The recently concluded NBA Finals were a microcosm of the culture clash at the top of the NBA. LeBron James has been the sport’s signature star, arguably the most famous athlete in America, for years now, and his return to bring Cleveland a title was the culmination of a long-building storyline. But Steph Curry and the Warriors’ meteoric rise captured the imagination of NBA fans, and he’s the one with the two most recent MVP trophies.
LeBron’s defeat of Curry in the Finals was a message that he’s not quite the old guard ready to pass the torch to the young guns, but 73-9 still happened. Both are called stars for a reason — because their teams orbit around them. So who would you put at the center of your solar system?
Steph Curry just won his second consecutive MVP award by unanimous vote, and he absolutely deserved it, despite the outcome of the NBA Finals. After winning the championship last year, he led his Warriors to the all-time win/loss record of 73-9 this season, and in the process, seized the crown as the greatest shooter of all time. Curry did things this past season that were absolutely mindboggling.

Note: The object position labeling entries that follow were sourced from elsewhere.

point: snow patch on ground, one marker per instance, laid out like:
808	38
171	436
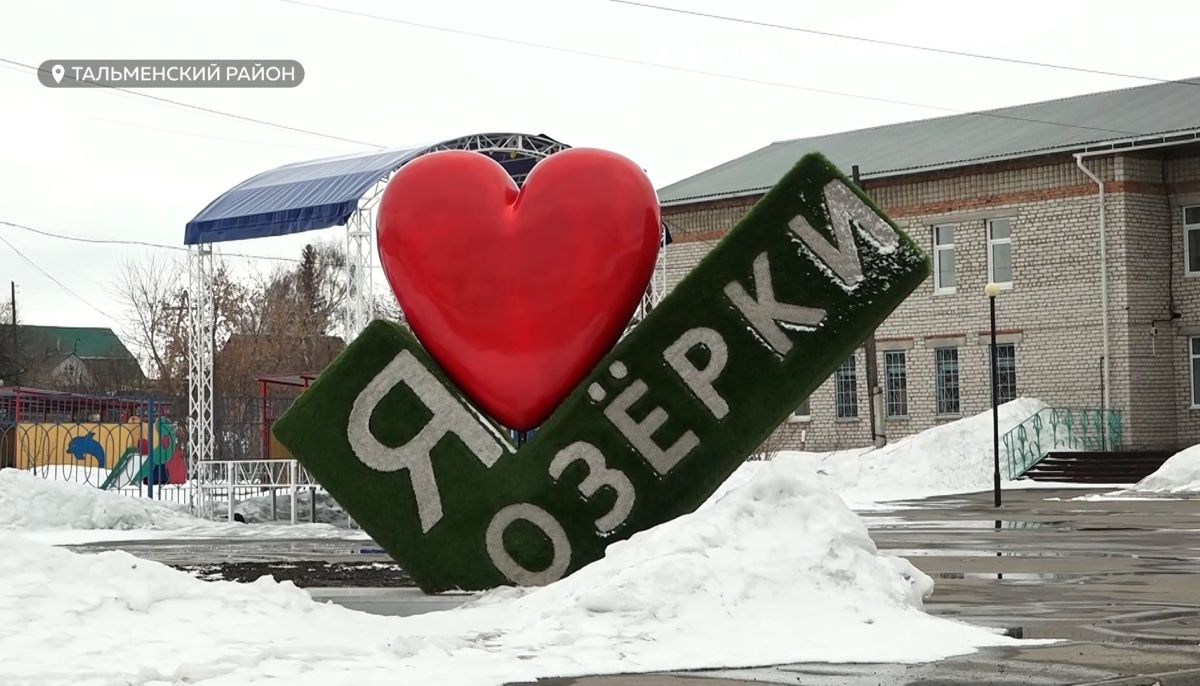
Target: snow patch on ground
955	457
775	570
1180	474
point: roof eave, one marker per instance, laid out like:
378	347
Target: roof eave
1165	139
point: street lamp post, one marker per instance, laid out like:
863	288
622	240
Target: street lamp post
991	290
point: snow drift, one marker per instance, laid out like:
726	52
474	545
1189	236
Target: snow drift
777	570
1180	474
955	457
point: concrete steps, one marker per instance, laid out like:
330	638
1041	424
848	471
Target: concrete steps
1127	467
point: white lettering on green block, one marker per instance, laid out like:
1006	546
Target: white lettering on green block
449	416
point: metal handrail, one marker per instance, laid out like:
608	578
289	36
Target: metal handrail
1053	429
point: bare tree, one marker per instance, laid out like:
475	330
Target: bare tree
154	314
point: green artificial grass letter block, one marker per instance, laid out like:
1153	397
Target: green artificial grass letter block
652	432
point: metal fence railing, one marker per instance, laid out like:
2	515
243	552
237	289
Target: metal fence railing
130	449
1061	429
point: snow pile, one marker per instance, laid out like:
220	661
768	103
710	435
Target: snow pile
775	571
955	457
1180	474
30	501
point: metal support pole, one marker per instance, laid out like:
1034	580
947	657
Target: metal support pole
874	392
150	446
292	480
995	407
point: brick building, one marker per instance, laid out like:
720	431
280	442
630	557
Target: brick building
1002	196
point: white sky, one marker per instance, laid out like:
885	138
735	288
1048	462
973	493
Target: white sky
105	164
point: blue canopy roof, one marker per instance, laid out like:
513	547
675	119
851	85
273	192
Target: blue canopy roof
309	196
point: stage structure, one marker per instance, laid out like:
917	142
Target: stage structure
318	194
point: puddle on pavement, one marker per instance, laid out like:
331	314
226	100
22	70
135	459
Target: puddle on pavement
971	553
963	524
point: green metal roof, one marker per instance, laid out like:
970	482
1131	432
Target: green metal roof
1063	125
83	341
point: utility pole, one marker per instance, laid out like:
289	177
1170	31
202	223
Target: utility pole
16	354
874	393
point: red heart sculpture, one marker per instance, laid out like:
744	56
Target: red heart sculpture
519	293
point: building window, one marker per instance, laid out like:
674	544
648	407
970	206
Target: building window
943	259
1192	239
946	368
1000	251
1195	369
803	413
846	390
895	381
1006	372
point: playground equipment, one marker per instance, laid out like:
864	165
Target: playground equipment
100	440
153	464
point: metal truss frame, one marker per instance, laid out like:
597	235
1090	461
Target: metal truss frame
201	334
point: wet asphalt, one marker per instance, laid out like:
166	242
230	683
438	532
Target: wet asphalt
1117	581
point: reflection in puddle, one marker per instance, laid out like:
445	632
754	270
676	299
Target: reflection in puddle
895	523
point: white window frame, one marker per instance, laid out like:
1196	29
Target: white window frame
1187	244
1192	371
937	260
958	383
796	416
849	369
901	389
991	242
1013	348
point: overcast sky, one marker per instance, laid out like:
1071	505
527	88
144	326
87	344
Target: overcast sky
105	164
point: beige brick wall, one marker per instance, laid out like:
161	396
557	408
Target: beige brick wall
1183	176
1053	312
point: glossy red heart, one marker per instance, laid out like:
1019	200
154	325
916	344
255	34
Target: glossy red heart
519	293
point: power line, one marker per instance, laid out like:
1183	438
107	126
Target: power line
898	44
701	72
49	276
193	134
141	244
131	242
210	110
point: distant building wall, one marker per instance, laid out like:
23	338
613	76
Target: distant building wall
1050	316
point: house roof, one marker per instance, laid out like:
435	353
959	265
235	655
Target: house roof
1062	125
87	342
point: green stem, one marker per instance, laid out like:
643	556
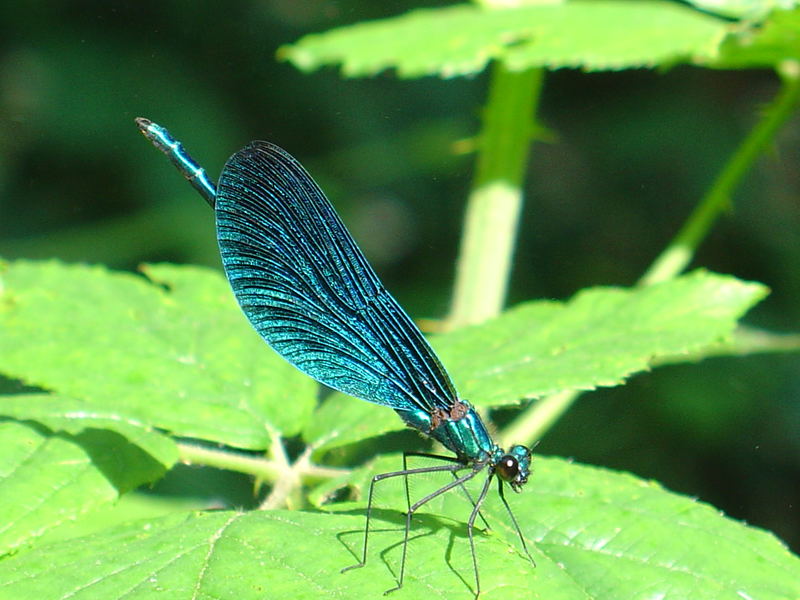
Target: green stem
494	203
268	470
679	253
533	422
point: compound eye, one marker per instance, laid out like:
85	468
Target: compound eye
508	468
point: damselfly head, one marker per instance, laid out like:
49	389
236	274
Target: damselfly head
515	466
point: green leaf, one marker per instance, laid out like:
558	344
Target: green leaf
48	478
594	534
173	352
747	9
774	43
343	420
598	338
462	39
67	414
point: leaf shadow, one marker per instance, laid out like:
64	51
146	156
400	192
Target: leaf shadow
431	525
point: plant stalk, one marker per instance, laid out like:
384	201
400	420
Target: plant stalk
494	203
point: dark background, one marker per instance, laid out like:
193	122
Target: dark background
631	153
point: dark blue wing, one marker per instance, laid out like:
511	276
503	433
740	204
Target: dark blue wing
308	290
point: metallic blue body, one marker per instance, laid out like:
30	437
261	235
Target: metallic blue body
309	292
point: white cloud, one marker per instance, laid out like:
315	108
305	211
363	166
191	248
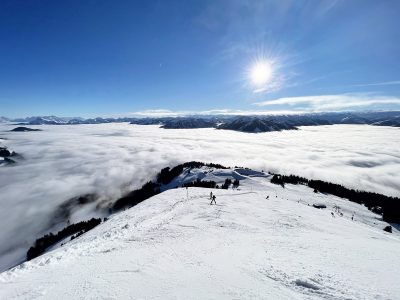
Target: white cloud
214	112
61	162
333	102
396	82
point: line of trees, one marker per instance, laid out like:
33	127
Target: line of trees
167	174
389	207
50	239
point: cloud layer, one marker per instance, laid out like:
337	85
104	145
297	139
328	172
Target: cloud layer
61	162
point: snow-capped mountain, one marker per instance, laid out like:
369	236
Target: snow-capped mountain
255	124
238	123
260	241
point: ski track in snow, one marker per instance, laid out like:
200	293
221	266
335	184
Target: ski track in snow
62	162
246	247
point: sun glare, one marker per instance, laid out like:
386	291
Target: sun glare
261	73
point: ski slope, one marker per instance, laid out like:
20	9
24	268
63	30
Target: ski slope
177	246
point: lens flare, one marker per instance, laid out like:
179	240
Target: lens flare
261	73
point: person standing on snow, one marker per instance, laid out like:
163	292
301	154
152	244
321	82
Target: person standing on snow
213	200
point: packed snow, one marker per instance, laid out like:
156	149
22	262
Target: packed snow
260	241
62	162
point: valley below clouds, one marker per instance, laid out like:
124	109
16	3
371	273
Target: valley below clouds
62	162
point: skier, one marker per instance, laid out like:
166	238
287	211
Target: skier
213	200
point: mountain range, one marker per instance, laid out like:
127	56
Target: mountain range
249	123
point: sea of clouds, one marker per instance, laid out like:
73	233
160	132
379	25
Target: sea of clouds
62	162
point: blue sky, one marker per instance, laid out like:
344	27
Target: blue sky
109	58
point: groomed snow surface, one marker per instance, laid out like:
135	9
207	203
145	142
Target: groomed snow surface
177	246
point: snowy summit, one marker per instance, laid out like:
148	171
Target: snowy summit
259	241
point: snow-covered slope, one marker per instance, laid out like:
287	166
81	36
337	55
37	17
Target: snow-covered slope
177	246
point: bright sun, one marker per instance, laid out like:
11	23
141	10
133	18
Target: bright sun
261	73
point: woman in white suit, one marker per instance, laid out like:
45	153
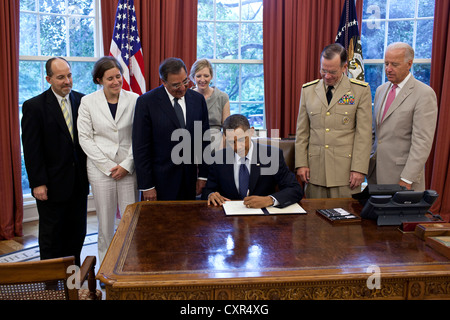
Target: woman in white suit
105	121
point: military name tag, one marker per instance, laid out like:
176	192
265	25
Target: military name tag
345	120
347	99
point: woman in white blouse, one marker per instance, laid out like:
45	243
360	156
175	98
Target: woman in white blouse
105	122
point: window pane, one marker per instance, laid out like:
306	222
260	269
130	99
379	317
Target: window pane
424	39
426	8
29	5
81	37
205	10
402	31
31	79
252	11
227	10
28	35
226	77
401	9
227	35
81	7
53	36
252	47
52	6
373	74
372	40
205	40
252	82
81	74
422	72
374	9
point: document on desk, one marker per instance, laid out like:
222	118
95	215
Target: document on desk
234	208
292	209
238	208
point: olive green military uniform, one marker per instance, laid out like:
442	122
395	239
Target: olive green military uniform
334	139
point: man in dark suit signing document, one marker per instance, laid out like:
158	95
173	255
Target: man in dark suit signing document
249	171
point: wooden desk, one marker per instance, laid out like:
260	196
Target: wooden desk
187	250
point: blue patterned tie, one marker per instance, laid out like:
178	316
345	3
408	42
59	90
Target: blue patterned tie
179	112
244	178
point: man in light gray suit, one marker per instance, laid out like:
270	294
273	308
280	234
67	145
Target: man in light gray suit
404	122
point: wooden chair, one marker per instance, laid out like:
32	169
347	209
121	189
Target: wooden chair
48	280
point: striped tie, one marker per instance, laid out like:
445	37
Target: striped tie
67	116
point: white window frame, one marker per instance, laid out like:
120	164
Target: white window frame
238	61
388	20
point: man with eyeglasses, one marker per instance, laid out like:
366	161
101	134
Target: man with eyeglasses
334	132
404	123
167	122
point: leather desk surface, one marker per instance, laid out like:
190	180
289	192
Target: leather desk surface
190	250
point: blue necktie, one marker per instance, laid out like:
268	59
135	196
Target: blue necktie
244	178
179	112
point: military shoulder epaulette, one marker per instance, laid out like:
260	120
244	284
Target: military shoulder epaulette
358	82
311	83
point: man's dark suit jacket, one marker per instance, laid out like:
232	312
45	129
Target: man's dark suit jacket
154	122
221	177
54	160
51	157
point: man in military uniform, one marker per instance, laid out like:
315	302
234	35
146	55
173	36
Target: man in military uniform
334	133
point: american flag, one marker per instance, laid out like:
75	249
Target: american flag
126	47
348	37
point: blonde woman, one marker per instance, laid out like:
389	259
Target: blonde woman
217	101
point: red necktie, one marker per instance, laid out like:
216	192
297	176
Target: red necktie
391	97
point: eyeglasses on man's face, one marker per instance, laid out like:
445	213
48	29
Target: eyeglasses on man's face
178	85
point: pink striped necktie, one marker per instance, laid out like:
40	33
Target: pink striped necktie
391	97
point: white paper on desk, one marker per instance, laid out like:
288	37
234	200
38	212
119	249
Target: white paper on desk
238	208
293	208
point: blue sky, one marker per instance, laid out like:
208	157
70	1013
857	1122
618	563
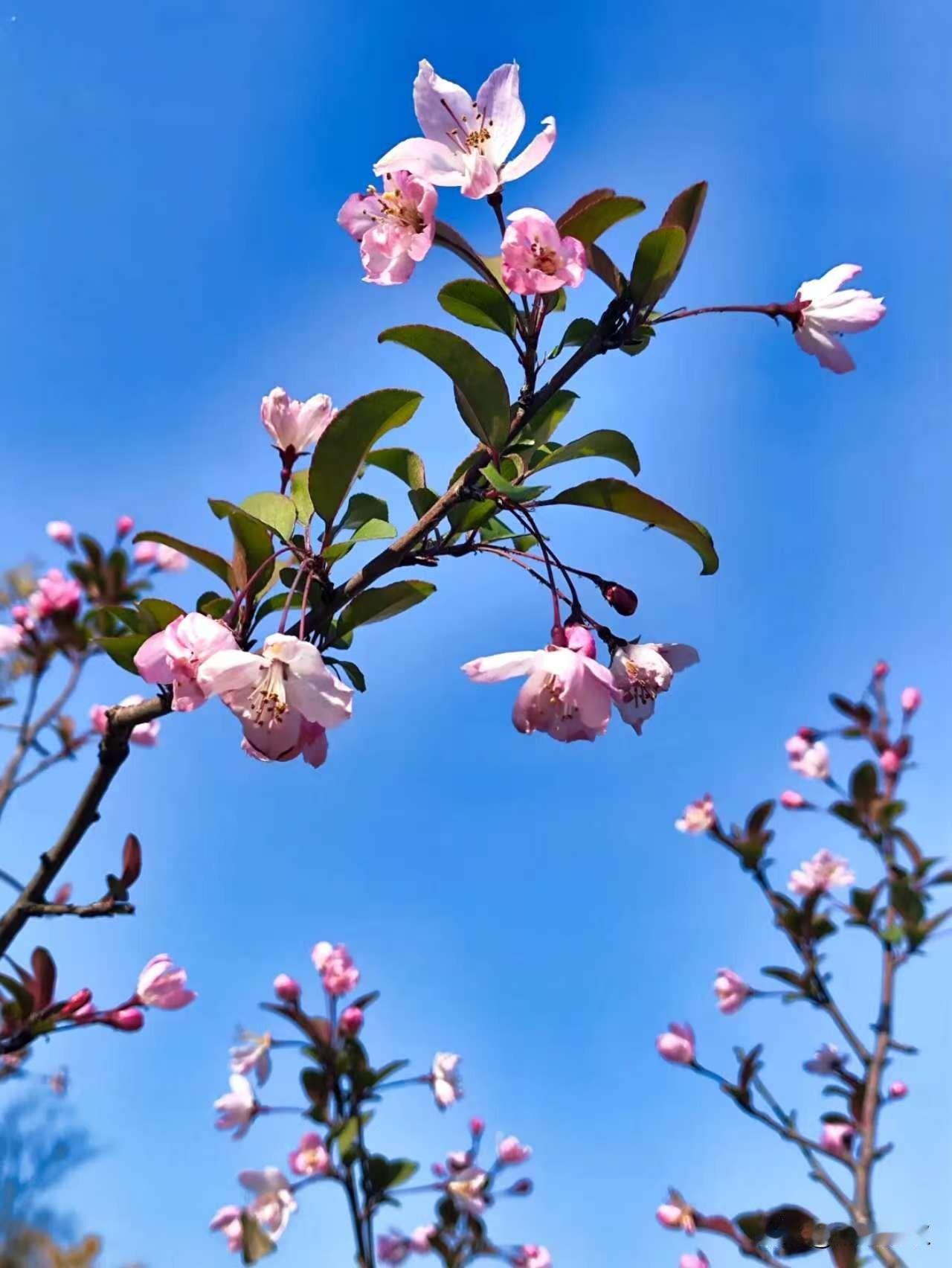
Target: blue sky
176	171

He was must-see TV, whether he was embarrassing defenders with ankle-breaking moves, whipping no-look assists, or launching 40-footers like they were layups.
All the while, LeBron James looked on, seething. There was suddenly a lot of chatter about Curry, not LeBron, being the best basketball player on the planet. Everyone was brushing him to the side as a second-straight Warriors title seemed all but inevitable. And then the Finals happened, and LeBron reminded everyone what the best basketball player on the planet really looks like. He led the way in every major category: points, rebounds, assists, steals, and blocks. It was a Finals performance for the ages.
And even at age 31, you better believe I’d still choose LeBron James right to start a franchise with over Curry. LeBron makes you an instant contender. Have you looked at the roster some of the teams he’s dragged to the Finals in the past, including last year’s team that didn’t feature Kevin Love and Kyrie Irving, which still managed to take the Warriors to six games? I defy you to name another player who could make that happen, let alone Curry. LeBron has shown absolutely no signs of letting up, no signs that he’s lost a step athletically. The only concern has been his deteriorating jump shot, and he even had that falling when it mattered most. So, yeah.
In answering this question, it’s important to remember just how limited Curry was by a knee injury during the NBA Finals. Anyone who watched the two-time MVP labor through seven games absent his trademark wiggle knows that, and reporters who had access to the Warriors’ locker room do, too.
Curry, basically, is a much, much better player than his performance against the Cavaliers suggested. Cleveland wasn’t the first team to switch screens on and off the ball and slot a fleet-footed forward onto Draymond Green. The champions deserve immense credit for their yeoman’s work defensively, but it’s totally fine to admit that Curry was at least one step slow, too.
But he won’t be going forward. Curry has no history of knee injuries and is three years younger and has far less wear and tear on his body than LeBron James. If either of these megastars is due a minor decline over the next several years, it’s LeBron who seems the more likely candidate – and not just because of age and experience, either.
Curry’s game will age like a fine wine. Father Time doesn’t come for shooting and passing talent, and the Warriors superstar has more of it than any player in the world. James, on the other hand, still relies on his unparalleled combination of size and athleticism to reign supreme over the league.
LeBron could thrive in any era, but the game is clearly trending in Curry’s direction – and he has both the on-court accomplishments and worldwide fanfare to show for it. Is he a better player than James? Maybe, maybe not. But Curry could single-handedly lift catapult a franchise to global notoriety and championship contention the way not even (31-year-old) LeBron could.